Демидов курил и маленькими глотками отпивал из бокала коньяк, смешанный с боржомом, поводя воспаленными глазами по неисчислимым пейзажам на стенах, и прикрывал веки в неизбывной усталости. Андрей не впервые догадывался, что дед не очень здоров, что только самолюбивая натура держит его на ногах, показной бодростью умело скрывает недомогание, поэтому выглядит на людях молодцом, подкрепляясь коньяком или водкой, что вовсе ему не в пользу. И Андрею вдруг стало жаль деда с его неутомимой “светосилой” (по определению Василия Ильича), громогласностью, дерзкой издевкой над недругами или малоприятными людьми, с его усилиями сохранить то, что нельзя вернуть из прошлых лет.

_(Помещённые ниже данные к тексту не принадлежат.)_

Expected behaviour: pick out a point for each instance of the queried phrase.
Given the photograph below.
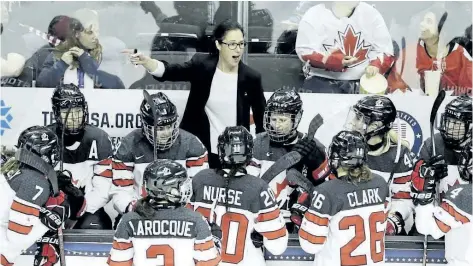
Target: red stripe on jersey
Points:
(4, 261)
(123, 182)
(107, 161)
(204, 246)
(121, 166)
(275, 234)
(311, 238)
(451, 210)
(119, 263)
(18, 228)
(121, 245)
(263, 217)
(402, 195)
(198, 162)
(316, 219)
(212, 262)
(442, 226)
(106, 173)
(402, 179)
(25, 209)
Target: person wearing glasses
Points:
(222, 87)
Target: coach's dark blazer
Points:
(199, 71)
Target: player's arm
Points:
(122, 251)
(24, 223)
(270, 223)
(122, 192)
(452, 213)
(314, 229)
(205, 253)
(197, 157)
(309, 47)
(98, 196)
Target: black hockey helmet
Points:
(167, 180)
(235, 146)
(286, 102)
(348, 149)
(368, 110)
(42, 142)
(166, 121)
(465, 163)
(68, 98)
(455, 122)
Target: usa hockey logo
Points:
(410, 131)
(6, 117)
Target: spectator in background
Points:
(222, 87)
(76, 61)
(436, 51)
(341, 43)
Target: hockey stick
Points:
(149, 100)
(433, 114)
(291, 158)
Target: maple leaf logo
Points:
(350, 43)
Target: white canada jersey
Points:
(345, 222)
(171, 237)
(363, 35)
(453, 218)
(251, 207)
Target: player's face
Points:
(281, 123)
(455, 128)
(428, 26)
(74, 119)
(89, 37)
(164, 134)
(231, 48)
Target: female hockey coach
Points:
(222, 87)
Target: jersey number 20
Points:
(232, 224)
(375, 236)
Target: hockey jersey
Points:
(453, 218)
(323, 40)
(251, 207)
(400, 187)
(456, 69)
(177, 237)
(268, 154)
(451, 158)
(21, 195)
(81, 157)
(345, 222)
(135, 152)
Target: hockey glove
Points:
(47, 250)
(423, 183)
(257, 239)
(395, 224)
(75, 196)
(216, 236)
(55, 212)
(299, 208)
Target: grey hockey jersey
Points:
(179, 237)
(251, 207)
(81, 158)
(135, 152)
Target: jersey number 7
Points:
(236, 225)
(356, 221)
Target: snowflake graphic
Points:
(6, 117)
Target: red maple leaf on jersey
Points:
(350, 43)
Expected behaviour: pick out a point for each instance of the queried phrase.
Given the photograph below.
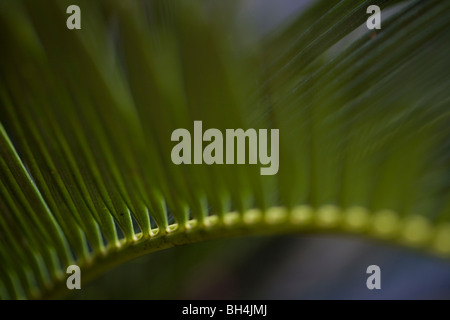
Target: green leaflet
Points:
(86, 118)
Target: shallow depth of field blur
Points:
(279, 267)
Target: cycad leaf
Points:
(86, 120)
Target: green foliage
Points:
(86, 118)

— Устал, наверное, дедушка? — растроганно проговорил Андрей и, нарушая отношения, заведенные между ними, обнял его за плечо, теплое, крепкое не по-стариковски. — Пожалуй, коньяк сейчас не нужен?
— Ну, ну, Андрюша, без сантиментов. Андрей снял руку, Демидов длинно выдыхал дым, окутывая им бороду и седую грудь, открытую ковбойкой.
— О чем ты думаешь, дедушка? — спросил он, туманно вспоминая, как Христофоров погибал от свершившегося освобождения после развода, подбадривая себя: “Я волен, я счастлив!” — и тут же явственно видел, как Таня стройно и смело приближалась к столу в своей бесстыдной юбочке. “Надо считать себя освобожденным? Напудренный Виктор Викторович и Таня?”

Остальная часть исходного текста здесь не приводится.